It sounds like this processing process is very complicated. Fortunately, the MSER algorithm has been built in OpenCV, which can be called directly, which greatly simplifies the processing process.

The detection effect is as follows:

The result of detection is that there are various irregular detection frame shapes, and by reprocessing the coordinates of these boxes, they become rectangular boxes one by one. As shown below:

The core code is as follows:

# 读取图片
imagePath = '/data/download/test2.jpg'
img = cv2.imread(imagePath)

# 灰度化
gray = cv2.cvtColor(img, cv2.COLOR_BGR2GRAY)
vis = img.copy()
orig = img.copy()

# 调用 MSER 算法
mser = cv2.MSER_create()
regions, _ = mser.detectRegions(gray)  # 获取文本区域
hulls = [cv2.convexHull(p.reshape(-1, 1, 2)) for p in regions]  # 绘制文本区域
cv2.polylines(img, hulls, 1, (0, 255, 0))
cv2.imshow('img', img)

# 将不规则检测框处理成矩形框
keep = []
for c in hulls:
    x, y, w, h = cv2.boundingRect(c)
    keep.append([x, y, x + w, y + h])
    cv2.rectangle(vis, (x, y), (x + w, y + h), (255, 255, 0), 1)
cv2.imshow("hulls", vis)

As can be seen from the above figure, many of the detection frames are overlapping. There are small frames in the big frame, and there are intersections between the frames. Some frames only circle the radicals or certain strokes of Chinese characters, and we expect to be able to circle The outer border of the text is displayed, which is convenient for subsequent text recognition. In order to deal with these many overlapping size boxes, the NMS method (Non Maximum Suppression, non-maximum value suppression) is generally used, that is, the elements of the non-maximum value are suppressed, that is, the box that is not the largest size is suppressed, which is equivalent to removing the large box. The included small box achieves the purpose of removing duplicate areas and finding the best detection position.

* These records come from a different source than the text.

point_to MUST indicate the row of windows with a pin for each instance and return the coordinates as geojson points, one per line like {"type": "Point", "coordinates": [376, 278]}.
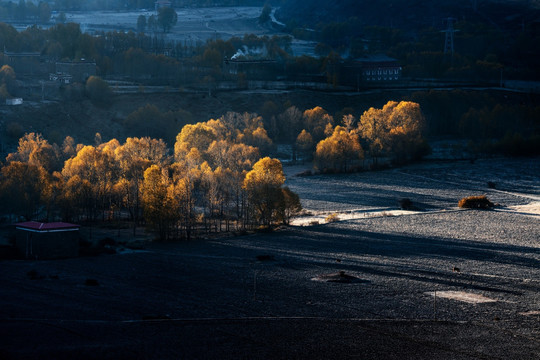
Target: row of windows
{"type": "Point", "coordinates": [382, 72]}
{"type": "Point", "coordinates": [382, 78]}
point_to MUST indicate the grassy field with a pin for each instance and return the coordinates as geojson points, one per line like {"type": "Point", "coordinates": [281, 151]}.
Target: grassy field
{"type": "Point", "coordinates": [438, 283]}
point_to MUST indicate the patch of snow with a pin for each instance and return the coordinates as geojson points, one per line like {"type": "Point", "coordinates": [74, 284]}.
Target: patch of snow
{"type": "Point", "coordinates": [462, 296]}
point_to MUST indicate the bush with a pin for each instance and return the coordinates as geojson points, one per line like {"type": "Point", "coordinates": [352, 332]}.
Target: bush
{"type": "Point", "coordinates": [405, 204]}
{"type": "Point", "coordinates": [98, 91]}
{"type": "Point", "coordinates": [476, 202]}
{"type": "Point", "coordinates": [332, 218]}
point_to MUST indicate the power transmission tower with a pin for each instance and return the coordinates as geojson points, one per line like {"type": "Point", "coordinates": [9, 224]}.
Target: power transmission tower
{"type": "Point", "coordinates": [449, 36]}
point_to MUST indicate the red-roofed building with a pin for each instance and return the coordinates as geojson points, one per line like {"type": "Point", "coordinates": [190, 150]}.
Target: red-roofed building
{"type": "Point", "coordinates": [36, 240]}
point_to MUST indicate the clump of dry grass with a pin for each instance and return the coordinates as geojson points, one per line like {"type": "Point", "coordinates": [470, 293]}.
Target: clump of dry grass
{"type": "Point", "coordinates": [332, 218]}
{"type": "Point", "coordinates": [476, 202]}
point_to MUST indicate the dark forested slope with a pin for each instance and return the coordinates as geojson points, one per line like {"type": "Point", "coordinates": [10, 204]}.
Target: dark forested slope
{"type": "Point", "coordinates": [410, 14]}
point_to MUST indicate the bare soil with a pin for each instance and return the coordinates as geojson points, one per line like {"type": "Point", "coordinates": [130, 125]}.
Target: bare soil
{"type": "Point", "coordinates": [254, 297]}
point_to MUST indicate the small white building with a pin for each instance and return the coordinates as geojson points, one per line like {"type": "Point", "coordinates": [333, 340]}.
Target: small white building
{"type": "Point", "coordinates": [14, 101]}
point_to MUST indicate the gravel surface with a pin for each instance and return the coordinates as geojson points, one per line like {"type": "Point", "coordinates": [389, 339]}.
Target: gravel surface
{"type": "Point", "coordinates": [422, 279]}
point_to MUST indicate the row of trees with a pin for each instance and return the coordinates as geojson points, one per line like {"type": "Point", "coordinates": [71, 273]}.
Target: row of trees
{"type": "Point", "coordinates": [215, 180]}
{"type": "Point", "coordinates": [393, 132]}
{"type": "Point", "coordinates": [26, 10]}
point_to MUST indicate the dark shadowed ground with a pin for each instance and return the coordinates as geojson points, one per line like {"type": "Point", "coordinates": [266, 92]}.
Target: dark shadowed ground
{"type": "Point", "coordinates": [214, 299]}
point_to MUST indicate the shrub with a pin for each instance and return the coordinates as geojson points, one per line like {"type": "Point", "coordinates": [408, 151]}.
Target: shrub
{"type": "Point", "coordinates": [405, 204]}
{"type": "Point", "coordinates": [98, 91]}
{"type": "Point", "coordinates": [476, 202]}
{"type": "Point", "coordinates": [332, 218]}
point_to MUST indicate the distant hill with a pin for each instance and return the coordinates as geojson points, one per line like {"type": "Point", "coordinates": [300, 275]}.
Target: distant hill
{"type": "Point", "coordinates": [410, 14]}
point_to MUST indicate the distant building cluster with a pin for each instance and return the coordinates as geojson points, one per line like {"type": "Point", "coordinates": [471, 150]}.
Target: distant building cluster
{"type": "Point", "coordinates": [373, 69]}
{"type": "Point", "coordinates": [36, 65]}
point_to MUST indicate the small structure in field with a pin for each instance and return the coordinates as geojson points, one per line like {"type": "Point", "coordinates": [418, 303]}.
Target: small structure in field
{"type": "Point", "coordinates": [14, 101]}
{"type": "Point", "coordinates": [36, 240]}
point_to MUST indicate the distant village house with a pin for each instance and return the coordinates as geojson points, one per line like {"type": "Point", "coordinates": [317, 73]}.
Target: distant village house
{"type": "Point", "coordinates": [74, 71]}
{"type": "Point", "coordinates": [163, 3]}
{"type": "Point", "coordinates": [36, 240]}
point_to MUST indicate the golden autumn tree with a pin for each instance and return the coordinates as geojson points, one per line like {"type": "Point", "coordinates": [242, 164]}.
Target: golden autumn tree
{"type": "Point", "coordinates": [22, 187]}
{"type": "Point", "coordinates": [339, 151]}
{"type": "Point", "coordinates": [396, 129]}
{"type": "Point", "coordinates": [133, 158]}
{"type": "Point", "coordinates": [198, 136]}
{"type": "Point", "coordinates": [315, 121]}
{"type": "Point", "coordinates": [95, 166]}
{"type": "Point", "coordinates": [304, 145]}
{"type": "Point", "coordinates": [159, 206]}
{"type": "Point", "coordinates": [406, 123]}
{"type": "Point", "coordinates": [263, 186]}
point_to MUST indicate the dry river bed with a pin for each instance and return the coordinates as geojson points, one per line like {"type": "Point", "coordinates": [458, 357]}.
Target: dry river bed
{"type": "Point", "coordinates": [435, 283]}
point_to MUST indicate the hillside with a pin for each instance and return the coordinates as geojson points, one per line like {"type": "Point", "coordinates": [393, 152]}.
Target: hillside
{"type": "Point", "coordinates": [410, 15]}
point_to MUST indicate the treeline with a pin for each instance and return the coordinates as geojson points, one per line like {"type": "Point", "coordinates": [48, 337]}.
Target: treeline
{"type": "Point", "coordinates": [482, 52]}
{"type": "Point", "coordinates": [26, 10]}
{"type": "Point", "coordinates": [145, 4]}
{"type": "Point", "coordinates": [217, 177]}
{"type": "Point", "coordinates": [494, 123]}
{"type": "Point", "coordinates": [144, 58]}
{"type": "Point", "coordinates": [213, 181]}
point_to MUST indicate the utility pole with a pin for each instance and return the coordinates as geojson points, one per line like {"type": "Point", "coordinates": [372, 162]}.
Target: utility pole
{"type": "Point", "coordinates": [449, 38]}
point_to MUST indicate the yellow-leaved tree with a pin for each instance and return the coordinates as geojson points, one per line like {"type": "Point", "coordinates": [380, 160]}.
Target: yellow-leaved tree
{"type": "Point", "coordinates": [263, 186]}
{"type": "Point", "coordinates": [339, 151]}
{"type": "Point", "coordinates": [158, 198]}
{"type": "Point", "coordinates": [394, 130]}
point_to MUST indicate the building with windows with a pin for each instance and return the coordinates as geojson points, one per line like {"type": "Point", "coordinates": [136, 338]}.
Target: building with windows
{"type": "Point", "coordinates": [372, 69]}
{"type": "Point", "coordinates": [162, 3]}
{"type": "Point", "coordinates": [75, 71]}
{"type": "Point", "coordinates": [36, 240]}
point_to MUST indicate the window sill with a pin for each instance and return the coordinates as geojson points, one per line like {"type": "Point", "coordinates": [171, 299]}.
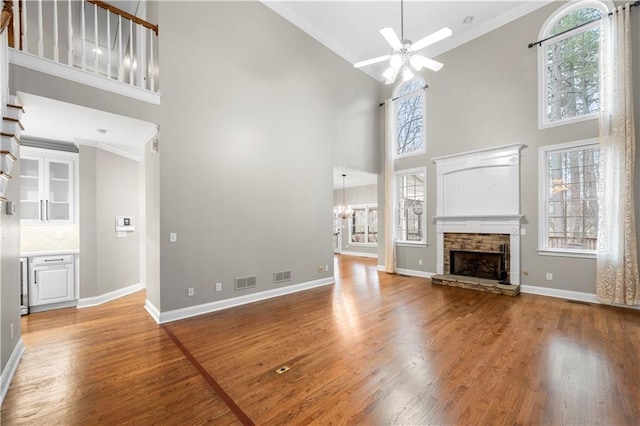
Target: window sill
{"type": "Point", "coordinates": [410, 244]}
{"type": "Point", "coordinates": [568, 253]}
{"type": "Point", "coordinates": [364, 244]}
{"type": "Point", "coordinates": [551, 124]}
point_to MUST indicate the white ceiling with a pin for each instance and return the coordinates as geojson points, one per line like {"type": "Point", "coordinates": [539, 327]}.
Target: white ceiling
{"type": "Point", "coordinates": [48, 119]}
{"type": "Point", "coordinates": [350, 28]}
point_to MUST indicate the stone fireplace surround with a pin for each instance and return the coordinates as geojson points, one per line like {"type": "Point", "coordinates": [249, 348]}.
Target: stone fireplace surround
{"type": "Point", "coordinates": [478, 193]}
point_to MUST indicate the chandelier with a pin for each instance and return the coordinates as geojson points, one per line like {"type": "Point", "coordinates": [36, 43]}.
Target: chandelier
{"type": "Point", "coordinates": [343, 211]}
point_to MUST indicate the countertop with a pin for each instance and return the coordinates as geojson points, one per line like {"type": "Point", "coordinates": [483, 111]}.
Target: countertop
{"type": "Point", "coordinates": [48, 252]}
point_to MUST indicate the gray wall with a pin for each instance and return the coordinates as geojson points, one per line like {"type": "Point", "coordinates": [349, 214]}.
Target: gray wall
{"type": "Point", "coordinates": [487, 95]}
{"type": "Point", "coordinates": [354, 196]}
{"type": "Point", "coordinates": [152, 224]}
{"type": "Point", "coordinates": [10, 269]}
{"type": "Point", "coordinates": [109, 187]}
{"type": "Point", "coordinates": [249, 138]}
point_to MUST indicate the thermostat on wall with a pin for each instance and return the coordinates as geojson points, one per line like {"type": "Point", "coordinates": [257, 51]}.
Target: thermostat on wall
{"type": "Point", "coordinates": [125, 224]}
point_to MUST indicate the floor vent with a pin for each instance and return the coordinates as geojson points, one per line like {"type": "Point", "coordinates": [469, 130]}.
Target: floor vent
{"type": "Point", "coordinates": [245, 282]}
{"type": "Point", "coordinates": [280, 277]}
{"type": "Point", "coordinates": [579, 302]}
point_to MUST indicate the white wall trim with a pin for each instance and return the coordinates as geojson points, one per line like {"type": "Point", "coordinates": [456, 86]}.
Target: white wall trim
{"type": "Point", "coordinates": [27, 60]}
{"type": "Point", "coordinates": [152, 310]}
{"type": "Point", "coordinates": [85, 302]}
{"type": "Point", "coordinates": [346, 252]}
{"type": "Point", "coordinates": [559, 293]}
{"type": "Point", "coordinates": [414, 273]}
{"type": "Point", "coordinates": [570, 295]}
{"type": "Point", "coordinates": [191, 311]}
{"type": "Point", "coordinates": [10, 369]}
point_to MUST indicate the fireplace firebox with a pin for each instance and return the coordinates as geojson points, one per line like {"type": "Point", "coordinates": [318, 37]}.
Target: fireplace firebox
{"type": "Point", "coordinates": [486, 265]}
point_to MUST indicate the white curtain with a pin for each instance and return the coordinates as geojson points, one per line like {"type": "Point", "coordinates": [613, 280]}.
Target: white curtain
{"type": "Point", "coordinates": [617, 264]}
{"type": "Point", "coordinates": [389, 185]}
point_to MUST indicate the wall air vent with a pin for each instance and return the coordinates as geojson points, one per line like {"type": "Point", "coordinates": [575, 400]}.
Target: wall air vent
{"type": "Point", "coordinates": [280, 277]}
{"type": "Point", "coordinates": [245, 282]}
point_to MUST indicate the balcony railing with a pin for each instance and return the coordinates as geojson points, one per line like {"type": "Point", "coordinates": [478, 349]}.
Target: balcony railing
{"type": "Point", "coordinates": [90, 35]}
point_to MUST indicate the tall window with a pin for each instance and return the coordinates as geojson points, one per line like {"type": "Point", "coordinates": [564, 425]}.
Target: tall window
{"type": "Point", "coordinates": [569, 200]}
{"type": "Point", "coordinates": [569, 63]}
{"type": "Point", "coordinates": [409, 109]}
{"type": "Point", "coordinates": [410, 216]}
{"type": "Point", "coordinates": [364, 225]}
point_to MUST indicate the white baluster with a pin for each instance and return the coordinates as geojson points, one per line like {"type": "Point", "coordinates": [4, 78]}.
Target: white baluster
{"type": "Point", "coordinates": [140, 55]}
{"type": "Point", "coordinates": [69, 36]}
{"type": "Point", "coordinates": [108, 44]}
{"type": "Point", "coordinates": [25, 41]}
{"type": "Point", "coordinates": [131, 53]}
{"type": "Point", "coordinates": [96, 48]}
{"type": "Point", "coordinates": [16, 26]}
{"type": "Point", "coordinates": [40, 31]}
{"type": "Point", "coordinates": [151, 64]}
{"type": "Point", "coordinates": [84, 37]}
{"type": "Point", "coordinates": [120, 69]}
{"type": "Point", "coordinates": [55, 31]}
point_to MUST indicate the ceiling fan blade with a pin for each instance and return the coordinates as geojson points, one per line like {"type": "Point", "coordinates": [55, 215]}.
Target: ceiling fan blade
{"type": "Point", "coordinates": [391, 37]}
{"type": "Point", "coordinates": [390, 75]}
{"type": "Point", "coordinates": [441, 34]}
{"type": "Point", "coordinates": [418, 62]}
{"type": "Point", "coordinates": [371, 61]}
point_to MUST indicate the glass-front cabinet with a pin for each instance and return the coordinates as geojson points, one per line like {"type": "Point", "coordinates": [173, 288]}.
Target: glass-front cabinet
{"type": "Point", "coordinates": [46, 186]}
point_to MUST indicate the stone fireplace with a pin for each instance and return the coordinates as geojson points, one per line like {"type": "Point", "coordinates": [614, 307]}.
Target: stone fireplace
{"type": "Point", "coordinates": [478, 220]}
{"type": "Point", "coordinates": [483, 256]}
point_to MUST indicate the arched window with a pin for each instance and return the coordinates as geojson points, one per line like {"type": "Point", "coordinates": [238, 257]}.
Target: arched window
{"type": "Point", "coordinates": [569, 71]}
{"type": "Point", "coordinates": [409, 111]}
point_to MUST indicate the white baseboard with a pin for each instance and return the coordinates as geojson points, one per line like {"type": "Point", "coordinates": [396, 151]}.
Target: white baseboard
{"type": "Point", "coordinates": [10, 369]}
{"type": "Point", "coordinates": [103, 298]}
{"type": "Point", "coordinates": [569, 295]}
{"type": "Point", "coordinates": [52, 306]}
{"type": "Point", "coordinates": [359, 254]}
{"type": "Point", "coordinates": [414, 273]}
{"type": "Point", "coordinates": [562, 294]}
{"type": "Point", "coordinates": [152, 310]}
{"type": "Point", "coordinates": [191, 311]}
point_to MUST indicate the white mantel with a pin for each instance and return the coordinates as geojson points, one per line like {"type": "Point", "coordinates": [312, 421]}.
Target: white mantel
{"type": "Point", "coordinates": [479, 192]}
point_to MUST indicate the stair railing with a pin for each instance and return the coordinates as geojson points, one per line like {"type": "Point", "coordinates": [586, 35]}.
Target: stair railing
{"type": "Point", "coordinates": [91, 35]}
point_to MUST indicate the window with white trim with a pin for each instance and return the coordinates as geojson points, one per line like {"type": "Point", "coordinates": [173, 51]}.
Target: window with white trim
{"type": "Point", "coordinates": [569, 179]}
{"type": "Point", "coordinates": [410, 202]}
{"type": "Point", "coordinates": [363, 225]}
{"type": "Point", "coordinates": [569, 64]}
{"type": "Point", "coordinates": [409, 117]}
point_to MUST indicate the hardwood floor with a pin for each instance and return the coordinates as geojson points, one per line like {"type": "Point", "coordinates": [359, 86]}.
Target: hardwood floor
{"type": "Point", "coordinates": [372, 349]}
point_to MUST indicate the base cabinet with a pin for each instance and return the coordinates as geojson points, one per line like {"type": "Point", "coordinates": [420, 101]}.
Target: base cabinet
{"type": "Point", "coordinates": [51, 280]}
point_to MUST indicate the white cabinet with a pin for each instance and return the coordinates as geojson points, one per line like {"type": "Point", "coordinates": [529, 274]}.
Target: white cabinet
{"type": "Point", "coordinates": [47, 186]}
{"type": "Point", "coordinates": [51, 279]}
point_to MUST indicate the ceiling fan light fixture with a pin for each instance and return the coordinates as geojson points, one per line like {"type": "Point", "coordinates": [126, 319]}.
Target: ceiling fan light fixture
{"type": "Point", "coordinates": [415, 63]}
{"type": "Point", "coordinates": [407, 74]}
{"type": "Point", "coordinates": [396, 60]}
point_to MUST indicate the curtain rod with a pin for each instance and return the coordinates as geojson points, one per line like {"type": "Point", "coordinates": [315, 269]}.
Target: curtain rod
{"type": "Point", "coordinates": [539, 42]}
{"type": "Point", "coordinates": [415, 91]}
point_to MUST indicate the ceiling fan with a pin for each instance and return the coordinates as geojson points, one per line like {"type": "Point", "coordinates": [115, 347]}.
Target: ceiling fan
{"type": "Point", "coordinates": [404, 55]}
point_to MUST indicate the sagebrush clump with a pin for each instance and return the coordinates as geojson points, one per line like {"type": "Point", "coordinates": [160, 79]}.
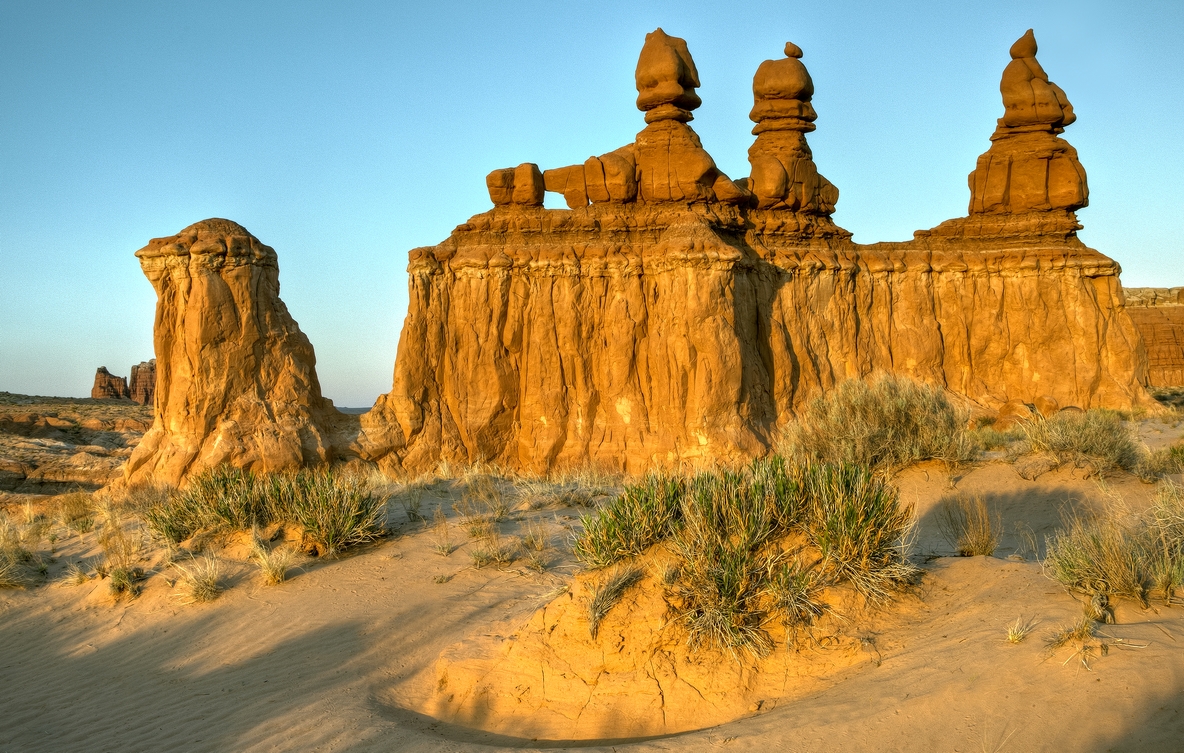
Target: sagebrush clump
{"type": "Point", "coordinates": [727, 531]}
{"type": "Point", "coordinates": [885, 425]}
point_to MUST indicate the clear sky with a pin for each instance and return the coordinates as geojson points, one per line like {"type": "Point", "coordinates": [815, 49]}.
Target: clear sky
{"type": "Point", "coordinates": [343, 134]}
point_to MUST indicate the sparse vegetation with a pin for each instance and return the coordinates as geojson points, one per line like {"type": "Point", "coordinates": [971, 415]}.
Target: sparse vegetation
{"type": "Point", "coordinates": [334, 510]}
{"type": "Point", "coordinates": [1098, 439]}
{"type": "Point", "coordinates": [607, 593]}
{"type": "Point", "coordinates": [1020, 630]}
{"type": "Point", "coordinates": [641, 516]}
{"type": "Point", "coordinates": [885, 424]}
{"type": "Point", "coordinates": [966, 523]}
{"type": "Point", "coordinates": [200, 579]}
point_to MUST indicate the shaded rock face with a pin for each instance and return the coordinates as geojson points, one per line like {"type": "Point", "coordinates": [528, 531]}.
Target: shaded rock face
{"type": "Point", "coordinates": [108, 386]}
{"type": "Point", "coordinates": [674, 314]}
{"type": "Point", "coordinates": [142, 383]}
{"type": "Point", "coordinates": [1158, 314]}
{"type": "Point", "coordinates": [236, 378]}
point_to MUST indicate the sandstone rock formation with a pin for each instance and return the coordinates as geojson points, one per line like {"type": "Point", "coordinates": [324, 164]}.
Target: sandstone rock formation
{"type": "Point", "coordinates": [237, 379]}
{"type": "Point", "coordinates": [142, 383]}
{"type": "Point", "coordinates": [1158, 314]}
{"type": "Point", "coordinates": [671, 314]}
{"type": "Point", "coordinates": [108, 386]}
{"type": "Point", "coordinates": [1028, 167]}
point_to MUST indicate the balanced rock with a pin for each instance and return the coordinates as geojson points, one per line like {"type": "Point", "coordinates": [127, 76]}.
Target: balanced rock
{"type": "Point", "coordinates": [108, 386]}
{"type": "Point", "coordinates": [1158, 314]}
{"type": "Point", "coordinates": [671, 315]}
{"type": "Point", "coordinates": [236, 377]}
{"type": "Point", "coordinates": [142, 383]}
{"type": "Point", "coordinates": [1028, 168]}
{"type": "Point", "coordinates": [784, 174]}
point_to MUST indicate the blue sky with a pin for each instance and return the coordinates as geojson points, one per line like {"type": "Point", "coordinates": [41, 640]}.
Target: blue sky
{"type": "Point", "coordinates": [345, 134]}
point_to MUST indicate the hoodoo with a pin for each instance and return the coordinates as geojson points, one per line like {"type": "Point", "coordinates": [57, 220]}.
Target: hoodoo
{"type": "Point", "coordinates": [673, 314]}
{"type": "Point", "coordinates": [235, 377]}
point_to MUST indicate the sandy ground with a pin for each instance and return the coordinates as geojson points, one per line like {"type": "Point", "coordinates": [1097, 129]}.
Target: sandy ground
{"type": "Point", "coordinates": [322, 661]}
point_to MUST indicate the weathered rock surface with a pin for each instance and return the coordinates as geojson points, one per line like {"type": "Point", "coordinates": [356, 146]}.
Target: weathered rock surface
{"type": "Point", "coordinates": [142, 383]}
{"type": "Point", "coordinates": [50, 445]}
{"type": "Point", "coordinates": [1158, 314]}
{"type": "Point", "coordinates": [683, 321]}
{"type": "Point", "coordinates": [1028, 167]}
{"type": "Point", "coordinates": [108, 386]}
{"type": "Point", "coordinates": [236, 377]}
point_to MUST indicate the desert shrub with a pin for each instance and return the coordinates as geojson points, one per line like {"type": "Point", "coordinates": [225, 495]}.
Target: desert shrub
{"type": "Point", "coordinates": [860, 527]}
{"type": "Point", "coordinates": [1098, 555]}
{"type": "Point", "coordinates": [335, 512]}
{"type": "Point", "coordinates": [721, 580]}
{"type": "Point", "coordinates": [200, 579]}
{"type": "Point", "coordinates": [607, 593]}
{"type": "Point", "coordinates": [796, 591]}
{"type": "Point", "coordinates": [1098, 439]}
{"type": "Point", "coordinates": [642, 515]}
{"type": "Point", "coordinates": [885, 424]}
{"type": "Point", "coordinates": [966, 523]}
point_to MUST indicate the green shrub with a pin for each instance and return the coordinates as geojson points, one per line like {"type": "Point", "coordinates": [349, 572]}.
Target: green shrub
{"type": "Point", "coordinates": [1096, 438]}
{"type": "Point", "coordinates": [886, 425]}
{"type": "Point", "coordinates": [857, 522]}
{"type": "Point", "coordinates": [644, 514]}
{"type": "Point", "coordinates": [1096, 555]}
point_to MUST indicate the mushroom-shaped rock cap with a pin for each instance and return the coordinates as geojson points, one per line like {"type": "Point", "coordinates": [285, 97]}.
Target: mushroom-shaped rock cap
{"type": "Point", "coordinates": [783, 89]}
{"type": "Point", "coordinates": [1029, 97]}
{"type": "Point", "coordinates": [666, 73]}
{"type": "Point", "coordinates": [213, 236]}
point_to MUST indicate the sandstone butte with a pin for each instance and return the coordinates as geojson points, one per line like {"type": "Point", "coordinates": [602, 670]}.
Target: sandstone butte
{"type": "Point", "coordinates": [671, 314]}
{"type": "Point", "coordinates": [1158, 314]}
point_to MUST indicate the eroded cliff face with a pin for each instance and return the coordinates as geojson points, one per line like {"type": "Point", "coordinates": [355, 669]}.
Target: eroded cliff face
{"type": "Point", "coordinates": [673, 314]}
{"type": "Point", "coordinates": [236, 378]}
{"type": "Point", "coordinates": [1158, 314]}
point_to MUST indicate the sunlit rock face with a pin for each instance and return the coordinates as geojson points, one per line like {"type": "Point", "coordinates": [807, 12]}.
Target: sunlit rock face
{"type": "Point", "coordinates": [236, 379]}
{"type": "Point", "coordinates": [674, 314]}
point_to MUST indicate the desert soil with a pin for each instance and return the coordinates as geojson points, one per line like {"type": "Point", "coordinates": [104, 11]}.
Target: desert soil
{"type": "Point", "coordinates": [342, 656]}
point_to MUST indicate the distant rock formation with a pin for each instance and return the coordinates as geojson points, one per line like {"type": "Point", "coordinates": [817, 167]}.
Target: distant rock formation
{"type": "Point", "coordinates": [236, 377]}
{"type": "Point", "coordinates": [108, 386]}
{"type": "Point", "coordinates": [1158, 314]}
{"type": "Point", "coordinates": [142, 383]}
{"type": "Point", "coordinates": [673, 314]}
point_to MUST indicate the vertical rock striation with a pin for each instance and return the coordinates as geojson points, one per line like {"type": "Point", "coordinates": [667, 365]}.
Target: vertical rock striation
{"type": "Point", "coordinates": [1158, 314]}
{"type": "Point", "coordinates": [236, 377]}
{"type": "Point", "coordinates": [673, 314]}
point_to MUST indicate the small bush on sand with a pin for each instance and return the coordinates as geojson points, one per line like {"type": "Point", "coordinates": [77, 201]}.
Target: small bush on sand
{"type": "Point", "coordinates": [886, 424]}
{"type": "Point", "coordinates": [607, 593]}
{"type": "Point", "coordinates": [1098, 439]}
{"type": "Point", "coordinates": [335, 512]}
{"type": "Point", "coordinates": [722, 577]}
{"type": "Point", "coordinates": [967, 526]}
{"type": "Point", "coordinates": [644, 514]}
{"type": "Point", "coordinates": [1098, 555]}
{"type": "Point", "coordinates": [857, 522]}
{"type": "Point", "coordinates": [200, 579]}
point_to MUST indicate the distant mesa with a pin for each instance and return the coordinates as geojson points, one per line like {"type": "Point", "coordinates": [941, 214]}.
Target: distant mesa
{"type": "Point", "coordinates": [108, 386]}
{"type": "Point", "coordinates": [670, 314]}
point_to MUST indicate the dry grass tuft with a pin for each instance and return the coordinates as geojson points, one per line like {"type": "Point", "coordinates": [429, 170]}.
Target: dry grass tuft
{"type": "Point", "coordinates": [966, 523]}
{"type": "Point", "coordinates": [885, 424]}
{"type": "Point", "coordinates": [607, 593]}
{"type": "Point", "coordinates": [200, 580]}
{"type": "Point", "coordinates": [1020, 630]}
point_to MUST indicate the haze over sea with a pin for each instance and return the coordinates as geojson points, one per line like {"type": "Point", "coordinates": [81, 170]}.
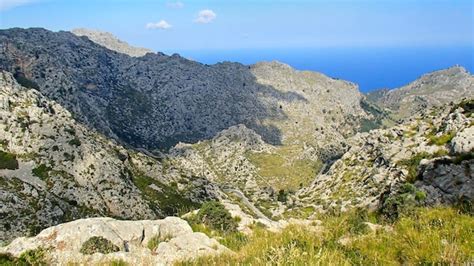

The main process of the NMS algorithm is as follows:

  • Sort all boxes by confidence score (or by coordinates if the box doesn't have a confidence score)
  • Take the box with the highest score
  • Traverse the overlap area (IoU) of this box with the rest of the boxes
  • Delete boxes with IoU greater than a certain threshold (the threshold can be set as needed, such as 0.3, 0.5, 0.8, etc.)
  • Take the box with the highest score and repeat the process

After the above steps, the last remaining is the text detection box that does not contain overlapping parts. The core code is as follows:

# NMS 方法(Non Maximum Suppression,非极大值抑制)
def nms(boxes, overlapThresh):
    if len(boxes) == 0:
        return []

    if boxes.dtype.kind == "i":
        boxes = boxes.astype("float")

    pick = []

    # 取四个坐标数组
    x1 = boxes[:, 0]
    y1 = boxes[:, 1]
    x2 = boxes[:, 2]
    y2 = boxes[:, 3]

    # 计算面积数组
    area = (x2 - x1 + 1) * (y2 - y1 + 1)

    # 按得分排序(如没有置信度得分,可按坐标从小到大排序,如右下角坐标)
    idxs = np.argsort(y2)

    # 开始遍历,并删除重复的框
    while len(idxs) > 0:
        # 将最右下方的框放入pick数组
        last = len(idxs) - 1
        i = idxs[last]
        pick.append(i)

        # 找剩下的其余框中最大坐标和最小坐标
        xx1 = np.maximum(x1[i], x1[idxs[:last]])
        yy1 = np.maximum(y1[i], y1[idxs[:last]])
        xx2 = np.minimum(x2[i], x2[idxs[:last]])
        yy2 = np.minimum(y2[i], y2[idxs[:last]])

        # 计算重叠面积占对应框的比例,即 IoU
        w = np.maximum(0, xx2 - xx1 + 1)
        h = np.maximum(0, yy2 - yy1 + 1)
        overlap = (w * h) / area[idxs[:last]]

        # 如果 IoU 大于指定阈值,则删除
        idxs = np.delete(idxs, np.concatenate(([last], np.where(overlap > overlapThresh)[0])))

    return boxes[pick].astype("int")

The detection results after NMS processing are as follows:

As can be seen from the above figure, after MSER+NMS, the text area has been well detected and circled.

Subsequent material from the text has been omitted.